Massimo Sideri, Corriere della Sera 23/11/2012, 23 novembre 2012
IL VENTENNE E LA BEFFA DELLA APP
Corsi e ricorsi della storia (digitale). La vicenda di Andrea Giarrizzo, ventenne siciliano, può essere riassunta quasi in un tweet. Domenica Andrea vince la Samsung App Challenge 2012. La sua applicazione, Youtube downloader, supera un milione di utenti. Lunedì, presumibilmente, incassa l’assegno da 100 mila dollari di premio. Martedì: la sua storia finisce a Ballarò. Mercoledì: emergono i primi dubbi. «Ma è legale?» come direbbe Cetto La Qualunque. Ieri la sentenza: non è legale.
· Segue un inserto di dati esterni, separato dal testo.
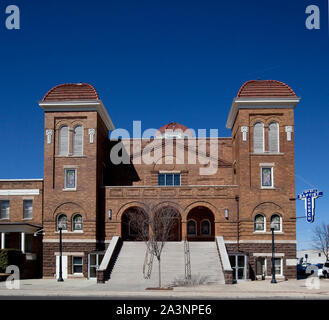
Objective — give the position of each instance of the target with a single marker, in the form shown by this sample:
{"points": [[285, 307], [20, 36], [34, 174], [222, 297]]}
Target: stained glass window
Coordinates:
{"points": [[77, 264], [267, 179], [27, 209], [259, 223], [205, 227], [62, 222], [77, 222], [191, 227], [276, 222], [5, 209], [169, 179], [70, 178]]}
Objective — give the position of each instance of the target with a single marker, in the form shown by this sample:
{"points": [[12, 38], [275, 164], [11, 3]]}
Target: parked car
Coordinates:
{"points": [[301, 269], [325, 270], [321, 270]]}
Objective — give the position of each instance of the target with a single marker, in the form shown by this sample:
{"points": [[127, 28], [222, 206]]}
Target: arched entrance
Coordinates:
{"points": [[131, 222], [172, 218], [200, 225]]}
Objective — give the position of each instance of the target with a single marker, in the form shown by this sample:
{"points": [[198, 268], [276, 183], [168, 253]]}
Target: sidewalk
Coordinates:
{"points": [[72, 288]]}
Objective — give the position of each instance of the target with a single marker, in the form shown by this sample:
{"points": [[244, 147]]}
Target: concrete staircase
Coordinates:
{"points": [[128, 269], [205, 261]]}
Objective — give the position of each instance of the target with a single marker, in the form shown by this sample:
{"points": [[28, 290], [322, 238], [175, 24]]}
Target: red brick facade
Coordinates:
{"points": [[229, 199]]}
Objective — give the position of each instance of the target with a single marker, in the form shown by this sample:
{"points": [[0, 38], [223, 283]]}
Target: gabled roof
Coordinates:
{"points": [[265, 88], [71, 91]]}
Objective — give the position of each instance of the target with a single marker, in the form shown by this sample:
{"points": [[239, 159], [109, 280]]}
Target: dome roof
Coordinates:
{"points": [[174, 129], [265, 88], [71, 91]]}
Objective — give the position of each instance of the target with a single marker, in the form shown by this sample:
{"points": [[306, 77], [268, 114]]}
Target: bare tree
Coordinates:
{"points": [[155, 227], [321, 239]]}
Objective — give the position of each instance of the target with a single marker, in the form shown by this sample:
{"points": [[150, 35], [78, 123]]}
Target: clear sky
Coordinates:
{"points": [[164, 61]]}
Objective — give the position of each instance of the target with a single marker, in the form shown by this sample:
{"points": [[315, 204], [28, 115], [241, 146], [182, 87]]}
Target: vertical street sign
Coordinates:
{"points": [[309, 197]]}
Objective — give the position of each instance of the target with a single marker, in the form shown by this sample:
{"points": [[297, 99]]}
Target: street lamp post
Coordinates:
{"points": [[273, 261], [60, 276]]}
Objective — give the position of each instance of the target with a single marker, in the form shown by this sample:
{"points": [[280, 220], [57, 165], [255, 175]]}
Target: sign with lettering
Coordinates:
{"points": [[309, 197]]}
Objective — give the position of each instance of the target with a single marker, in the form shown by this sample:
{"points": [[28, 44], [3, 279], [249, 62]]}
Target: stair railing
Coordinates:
{"points": [[148, 263], [187, 257]]}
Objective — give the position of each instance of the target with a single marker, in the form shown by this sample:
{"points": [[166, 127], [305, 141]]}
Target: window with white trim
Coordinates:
{"points": [[78, 141], [77, 224], [62, 222], [259, 137], [77, 264], [276, 222], [205, 227], [27, 209], [273, 137], [63, 141], [169, 179], [260, 223], [267, 180], [191, 228], [5, 209], [70, 179]]}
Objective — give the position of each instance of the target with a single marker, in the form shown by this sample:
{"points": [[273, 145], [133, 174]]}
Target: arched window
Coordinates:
{"points": [[258, 137], [133, 228], [276, 222], [62, 222], [191, 228], [63, 140], [273, 137], [78, 140], [205, 227], [259, 224], [77, 222]]}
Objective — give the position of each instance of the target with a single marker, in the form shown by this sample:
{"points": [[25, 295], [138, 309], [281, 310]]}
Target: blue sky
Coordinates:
{"points": [[163, 61]]}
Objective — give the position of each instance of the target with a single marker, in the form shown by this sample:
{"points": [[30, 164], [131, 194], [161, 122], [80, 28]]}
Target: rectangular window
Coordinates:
{"points": [[169, 179], [70, 178], [28, 243], [162, 179], [278, 266], [27, 209], [77, 265], [5, 209], [267, 177]]}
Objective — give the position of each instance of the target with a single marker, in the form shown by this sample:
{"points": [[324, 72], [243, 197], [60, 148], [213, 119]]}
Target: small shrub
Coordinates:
{"points": [[10, 257]]}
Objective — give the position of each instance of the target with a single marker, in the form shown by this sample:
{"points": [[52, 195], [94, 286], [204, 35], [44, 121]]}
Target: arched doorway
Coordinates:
{"points": [[131, 222], [174, 220], [200, 224]]}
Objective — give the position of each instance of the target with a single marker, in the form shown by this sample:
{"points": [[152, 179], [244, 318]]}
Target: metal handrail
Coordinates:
{"points": [[187, 257], [148, 263]]}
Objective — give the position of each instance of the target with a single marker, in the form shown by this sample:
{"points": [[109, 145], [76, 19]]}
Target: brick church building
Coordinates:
{"points": [[88, 195]]}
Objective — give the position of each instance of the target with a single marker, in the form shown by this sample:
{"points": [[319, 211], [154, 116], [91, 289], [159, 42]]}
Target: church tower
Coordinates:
{"points": [[262, 123], [76, 135]]}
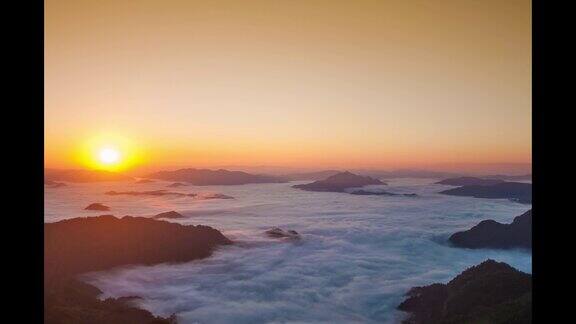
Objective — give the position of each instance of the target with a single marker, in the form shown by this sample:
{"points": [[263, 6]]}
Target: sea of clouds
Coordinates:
{"points": [[357, 257]]}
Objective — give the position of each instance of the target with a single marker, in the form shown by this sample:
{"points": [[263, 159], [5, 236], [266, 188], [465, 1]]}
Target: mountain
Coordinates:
{"points": [[205, 177], [516, 191], [317, 175], [339, 183], [491, 292], [79, 245], [510, 177], [491, 234], [78, 175], [469, 181]]}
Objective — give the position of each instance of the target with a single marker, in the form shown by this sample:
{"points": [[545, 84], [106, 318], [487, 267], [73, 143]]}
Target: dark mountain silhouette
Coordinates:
{"points": [[277, 232], [205, 177], [516, 191], [79, 245], [168, 215], [97, 206], [491, 234], [339, 183], [316, 175], [491, 292], [176, 185], [148, 193], [54, 184], [77, 175], [363, 192], [145, 181], [408, 173], [469, 181]]}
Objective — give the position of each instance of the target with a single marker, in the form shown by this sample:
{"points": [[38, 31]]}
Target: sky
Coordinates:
{"points": [[299, 83]]}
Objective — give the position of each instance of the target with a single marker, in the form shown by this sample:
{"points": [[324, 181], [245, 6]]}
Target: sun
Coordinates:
{"points": [[109, 156], [109, 152]]}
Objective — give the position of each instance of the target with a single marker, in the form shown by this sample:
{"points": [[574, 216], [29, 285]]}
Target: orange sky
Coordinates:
{"points": [[294, 83]]}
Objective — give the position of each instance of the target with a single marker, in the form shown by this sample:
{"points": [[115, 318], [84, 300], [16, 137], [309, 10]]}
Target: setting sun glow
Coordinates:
{"points": [[109, 152], [109, 156]]}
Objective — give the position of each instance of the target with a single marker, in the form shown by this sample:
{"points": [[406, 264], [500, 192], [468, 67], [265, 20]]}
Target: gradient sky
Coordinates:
{"points": [[294, 83]]}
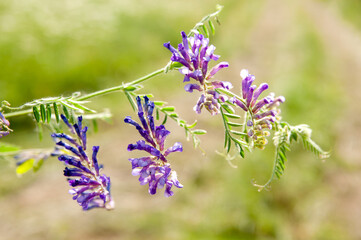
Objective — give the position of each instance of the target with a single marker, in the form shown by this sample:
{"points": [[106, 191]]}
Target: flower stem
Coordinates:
{"points": [[120, 87], [97, 93]]}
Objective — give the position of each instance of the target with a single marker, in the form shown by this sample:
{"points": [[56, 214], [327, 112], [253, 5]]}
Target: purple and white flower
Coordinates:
{"points": [[90, 188], [262, 111], [195, 53], [154, 170]]}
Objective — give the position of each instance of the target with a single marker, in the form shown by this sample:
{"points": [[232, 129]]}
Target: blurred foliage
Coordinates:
{"points": [[350, 10]]}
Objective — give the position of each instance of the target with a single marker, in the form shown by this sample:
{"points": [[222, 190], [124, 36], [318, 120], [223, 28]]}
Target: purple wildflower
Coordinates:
{"points": [[90, 188], [4, 126], [195, 53], [155, 169], [263, 111]]}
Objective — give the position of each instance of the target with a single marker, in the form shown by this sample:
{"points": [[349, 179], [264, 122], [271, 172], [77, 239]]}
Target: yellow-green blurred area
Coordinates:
{"points": [[307, 50]]}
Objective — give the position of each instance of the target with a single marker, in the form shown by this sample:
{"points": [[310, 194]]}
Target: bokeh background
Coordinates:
{"points": [[307, 50]]}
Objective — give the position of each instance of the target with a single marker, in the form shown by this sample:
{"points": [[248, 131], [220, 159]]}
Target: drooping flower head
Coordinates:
{"points": [[90, 188], [262, 112], [195, 53], [154, 170], [4, 126]]}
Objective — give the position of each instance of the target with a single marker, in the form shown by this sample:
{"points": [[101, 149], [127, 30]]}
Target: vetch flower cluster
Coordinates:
{"points": [[91, 189], [4, 126], [195, 53], [155, 169], [262, 112]]}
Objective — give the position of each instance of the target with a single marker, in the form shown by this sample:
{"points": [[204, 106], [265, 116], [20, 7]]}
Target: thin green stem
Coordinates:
{"points": [[97, 93], [120, 87]]}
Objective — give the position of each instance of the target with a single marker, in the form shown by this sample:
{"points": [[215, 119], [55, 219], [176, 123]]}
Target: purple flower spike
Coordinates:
{"points": [[4, 126], [259, 90], [216, 68], [195, 54], [155, 169], [89, 188]]}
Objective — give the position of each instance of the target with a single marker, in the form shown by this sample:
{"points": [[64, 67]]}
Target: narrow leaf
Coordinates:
{"points": [[56, 112], [168, 109]]}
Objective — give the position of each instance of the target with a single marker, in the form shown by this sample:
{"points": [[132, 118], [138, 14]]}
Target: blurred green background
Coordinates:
{"points": [[307, 50]]}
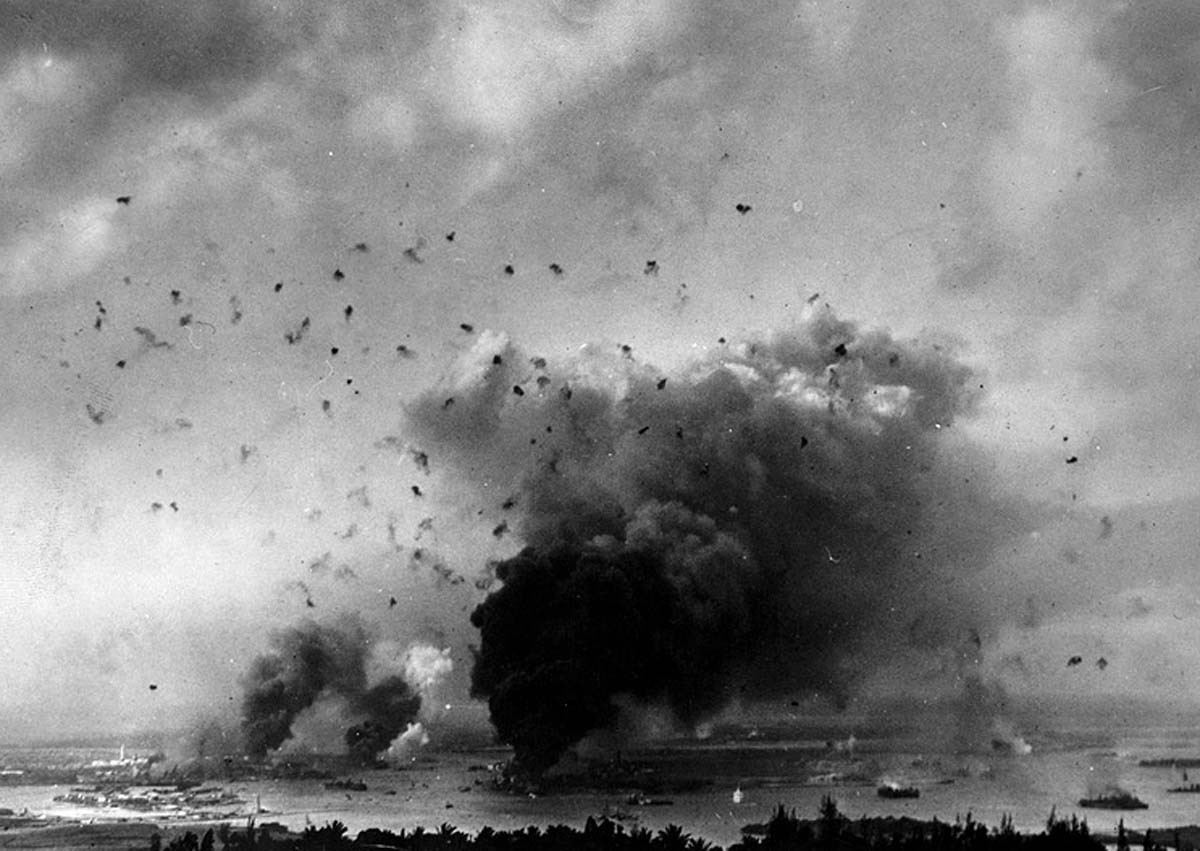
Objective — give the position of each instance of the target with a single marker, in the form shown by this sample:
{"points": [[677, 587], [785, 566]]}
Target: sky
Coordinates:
{"points": [[244, 240]]}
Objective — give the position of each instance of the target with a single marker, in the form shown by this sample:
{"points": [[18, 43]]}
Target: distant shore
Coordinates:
{"points": [[783, 831]]}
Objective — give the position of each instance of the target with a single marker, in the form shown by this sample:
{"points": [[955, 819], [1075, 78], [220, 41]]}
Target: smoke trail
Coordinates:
{"points": [[763, 522], [312, 660], [390, 706]]}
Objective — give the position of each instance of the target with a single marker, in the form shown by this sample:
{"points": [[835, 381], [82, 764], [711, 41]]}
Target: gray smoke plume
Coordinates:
{"points": [[310, 660], [772, 520]]}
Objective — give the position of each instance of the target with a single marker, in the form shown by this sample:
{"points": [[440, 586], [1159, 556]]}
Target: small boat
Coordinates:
{"points": [[1115, 801], [894, 790], [347, 785]]}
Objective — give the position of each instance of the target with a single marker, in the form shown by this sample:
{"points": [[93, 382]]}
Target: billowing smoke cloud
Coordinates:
{"points": [[775, 516], [313, 660]]}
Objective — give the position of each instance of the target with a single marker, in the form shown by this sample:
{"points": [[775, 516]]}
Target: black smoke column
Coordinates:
{"points": [[309, 660], [767, 522], [389, 707]]}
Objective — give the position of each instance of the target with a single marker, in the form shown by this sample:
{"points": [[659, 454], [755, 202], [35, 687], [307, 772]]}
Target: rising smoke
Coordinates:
{"points": [[312, 661], [772, 520]]}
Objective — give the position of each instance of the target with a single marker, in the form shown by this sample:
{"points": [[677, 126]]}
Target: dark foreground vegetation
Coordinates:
{"points": [[783, 832]]}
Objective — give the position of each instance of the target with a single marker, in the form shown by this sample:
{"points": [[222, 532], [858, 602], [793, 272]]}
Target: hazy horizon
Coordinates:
{"points": [[252, 250]]}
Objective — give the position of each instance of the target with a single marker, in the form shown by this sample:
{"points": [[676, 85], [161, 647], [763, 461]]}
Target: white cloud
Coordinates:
{"points": [[510, 64], [1062, 96]]}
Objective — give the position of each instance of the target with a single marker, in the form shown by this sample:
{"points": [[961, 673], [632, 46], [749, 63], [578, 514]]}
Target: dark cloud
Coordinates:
{"points": [[787, 513], [310, 660]]}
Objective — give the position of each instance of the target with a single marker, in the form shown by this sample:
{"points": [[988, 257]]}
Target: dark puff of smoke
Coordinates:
{"points": [[390, 707], [310, 660], [768, 521], [655, 616]]}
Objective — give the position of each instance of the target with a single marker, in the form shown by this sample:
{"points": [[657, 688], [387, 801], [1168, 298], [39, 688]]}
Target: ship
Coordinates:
{"points": [[894, 790], [347, 785], [1115, 801]]}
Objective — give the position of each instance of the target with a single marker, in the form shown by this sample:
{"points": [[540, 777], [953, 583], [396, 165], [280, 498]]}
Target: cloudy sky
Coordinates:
{"points": [[241, 238]]}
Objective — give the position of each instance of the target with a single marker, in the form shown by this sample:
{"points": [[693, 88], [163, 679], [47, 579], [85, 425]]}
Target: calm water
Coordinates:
{"points": [[1067, 762]]}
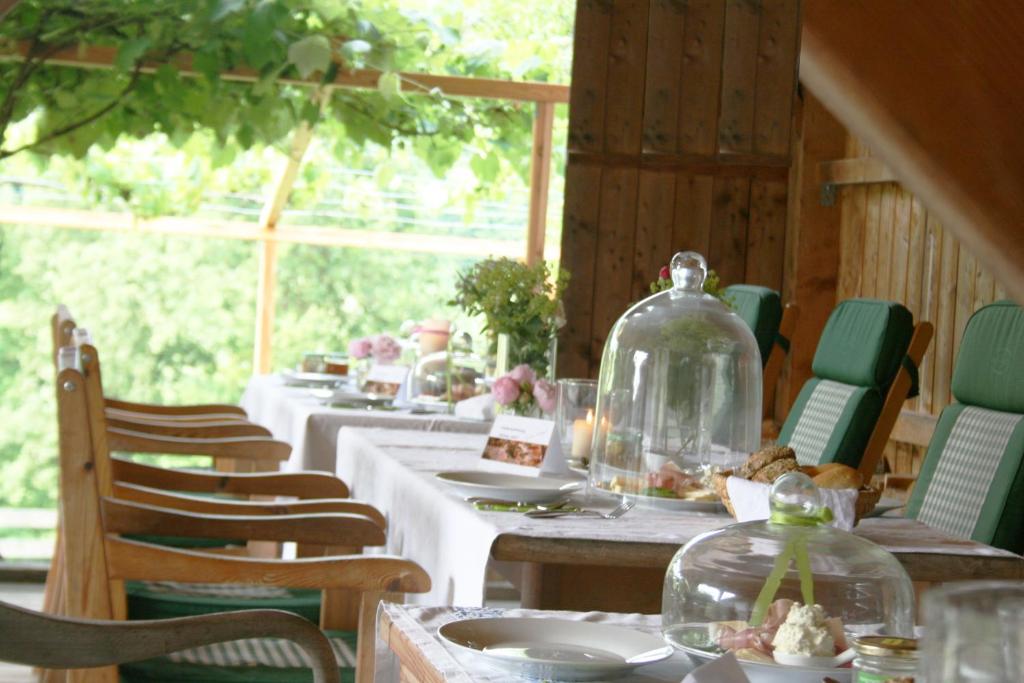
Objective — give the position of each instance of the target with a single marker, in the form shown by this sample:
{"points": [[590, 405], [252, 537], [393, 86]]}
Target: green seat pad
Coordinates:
{"points": [[989, 372], [832, 422], [251, 660], [972, 480], [168, 599], [863, 343], [761, 308]]}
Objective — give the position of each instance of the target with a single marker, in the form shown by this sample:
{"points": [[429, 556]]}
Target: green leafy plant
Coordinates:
{"points": [[518, 300]]}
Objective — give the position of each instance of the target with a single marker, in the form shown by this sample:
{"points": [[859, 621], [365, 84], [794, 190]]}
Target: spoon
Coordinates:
{"points": [[623, 508], [813, 662]]}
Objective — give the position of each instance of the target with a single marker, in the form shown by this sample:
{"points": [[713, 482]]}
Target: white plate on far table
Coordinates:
{"points": [[554, 648], [510, 486], [294, 378]]}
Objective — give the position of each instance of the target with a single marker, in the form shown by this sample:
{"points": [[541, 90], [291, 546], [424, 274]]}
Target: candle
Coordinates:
{"points": [[583, 433]]}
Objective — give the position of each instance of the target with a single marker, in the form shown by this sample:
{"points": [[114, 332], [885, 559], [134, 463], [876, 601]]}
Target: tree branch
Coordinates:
{"points": [[64, 130]]}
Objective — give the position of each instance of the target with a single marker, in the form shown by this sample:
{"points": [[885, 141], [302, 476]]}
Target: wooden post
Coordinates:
{"points": [[680, 118], [276, 200], [540, 181], [812, 244]]}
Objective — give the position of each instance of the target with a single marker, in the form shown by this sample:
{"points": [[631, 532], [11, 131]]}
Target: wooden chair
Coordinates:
{"points": [[864, 369], [971, 482], [62, 329], [772, 326], [99, 559], [57, 643]]}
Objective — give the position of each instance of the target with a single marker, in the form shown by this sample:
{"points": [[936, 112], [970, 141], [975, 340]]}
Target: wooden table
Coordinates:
{"points": [[613, 565]]}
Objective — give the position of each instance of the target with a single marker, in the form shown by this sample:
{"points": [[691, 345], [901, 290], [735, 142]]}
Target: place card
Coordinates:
{"points": [[385, 380], [525, 442]]}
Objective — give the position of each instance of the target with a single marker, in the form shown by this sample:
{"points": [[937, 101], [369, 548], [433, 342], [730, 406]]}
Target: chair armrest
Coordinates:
{"points": [[137, 494], [154, 409], [321, 528], [190, 429], [243, 447], [60, 642], [298, 484], [143, 561]]}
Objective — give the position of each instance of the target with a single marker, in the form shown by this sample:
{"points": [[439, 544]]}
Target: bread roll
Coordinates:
{"points": [[838, 476], [774, 470]]}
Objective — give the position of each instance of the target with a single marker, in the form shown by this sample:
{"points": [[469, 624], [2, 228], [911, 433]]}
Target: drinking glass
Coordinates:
{"points": [[974, 631], [574, 418]]}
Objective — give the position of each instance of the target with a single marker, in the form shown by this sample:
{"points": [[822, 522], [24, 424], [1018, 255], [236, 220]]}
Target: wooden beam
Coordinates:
{"points": [[864, 170], [914, 428], [540, 181], [96, 56], [278, 195], [109, 221], [933, 88]]}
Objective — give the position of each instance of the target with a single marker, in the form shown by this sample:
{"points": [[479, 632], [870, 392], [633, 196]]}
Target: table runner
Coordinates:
{"points": [[311, 428], [419, 627], [431, 524]]}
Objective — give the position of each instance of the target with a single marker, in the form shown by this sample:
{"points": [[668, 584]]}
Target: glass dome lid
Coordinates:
{"points": [[788, 585], [445, 377], [679, 394]]}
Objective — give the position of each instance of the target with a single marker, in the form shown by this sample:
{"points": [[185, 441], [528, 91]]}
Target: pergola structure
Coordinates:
{"points": [[545, 96]]}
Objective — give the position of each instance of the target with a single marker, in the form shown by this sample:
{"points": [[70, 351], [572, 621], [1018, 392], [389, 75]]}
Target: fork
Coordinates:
{"points": [[623, 508]]}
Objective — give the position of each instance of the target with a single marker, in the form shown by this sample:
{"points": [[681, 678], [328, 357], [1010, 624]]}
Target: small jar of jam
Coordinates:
{"points": [[885, 659]]}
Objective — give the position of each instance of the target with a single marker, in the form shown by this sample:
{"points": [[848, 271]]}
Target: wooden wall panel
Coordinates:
{"points": [[907, 256], [681, 112]]}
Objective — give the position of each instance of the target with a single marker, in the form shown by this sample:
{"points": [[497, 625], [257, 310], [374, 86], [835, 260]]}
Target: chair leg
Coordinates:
{"points": [[366, 650]]}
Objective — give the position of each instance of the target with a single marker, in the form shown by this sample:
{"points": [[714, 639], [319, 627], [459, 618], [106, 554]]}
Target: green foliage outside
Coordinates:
{"points": [[174, 316]]}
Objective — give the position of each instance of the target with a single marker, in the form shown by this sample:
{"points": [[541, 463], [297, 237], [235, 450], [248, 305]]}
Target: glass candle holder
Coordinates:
{"points": [[974, 631], [574, 419]]}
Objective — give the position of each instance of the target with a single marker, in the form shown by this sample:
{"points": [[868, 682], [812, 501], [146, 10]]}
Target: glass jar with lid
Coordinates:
{"points": [[788, 585], [444, 377], [679, 394]]}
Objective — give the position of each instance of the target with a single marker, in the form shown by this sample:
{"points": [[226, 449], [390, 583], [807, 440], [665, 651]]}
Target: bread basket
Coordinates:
{"points": [[867, 497]]}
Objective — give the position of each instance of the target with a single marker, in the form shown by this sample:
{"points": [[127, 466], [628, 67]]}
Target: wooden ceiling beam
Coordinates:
{"points": [[97, 56], [933, 87]]}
App bloccata come, forse, anche i 100 mila dollari. Per contratto con la stessa YouTube, fare il cosiddetto «ripping» dei video — cioè scaricarli su smartphone e tablet così come permetteva il software di Giarrizzo — non è possibile. «Su Youtube — sintetizza Gabriel Cuonzo, dello studio Trevisan&Cuonzo specializzato in copyright — si possono vedere i video, condividerli, mandare i link, ma non si può estrarre il contenuto. Non solo per la violazione del principio generale contenuto in effetti nel regolamento, ma anche a tutela del diritto d’autore. Nella sostanza la società così si protegge anche da eventuali cause». Decisione corretta insomma. Anche se la vicenda rimane bizzarra per almeno tre ragioni. 1) Youtube Downloader è stata premiata da Samsung diventando l’app più scaricata dell’Android Store di Google, stessa società che controlla Youtube. 2) Ce ne sono altre di applicazioni che permettono la stessa manovra illegale. Secondo diversi utenti anche migliori di quella di Giarrizzo. E ci avviciniamo così al dunque. È forse un problema di ipocrisia? Non rispettare le regole va bene fino a quando non si diventa troppo grandi e visibili, magari iniziando a incassare qualcosa? A voler fare il Dottor Sottile — e questo è il punto 3) — buona parte di YouTube è nata «illegale» con utenti che caricavano filmati televisivi senza averne i diritti. La società ha sempre detto di essere una piattaforma e di voler difendere la libertà del web. Poi è arrivato il grande business, gli accordi, i software per la condivisione dei ricavi con i titolari dei diritti, le regole con il Digital Millenium Act ai tempi di Bill Clinton. Ed è stato giusto così: la battaglia tra piattaforme e copyright (non ancora terminata) ha raggiunto un suo equilibrio. Però la storia ci insegna che senza un enorme grado di disattenzione e un certo spirito da «pirati» questi business non sarebbero cresciuti così velocemente.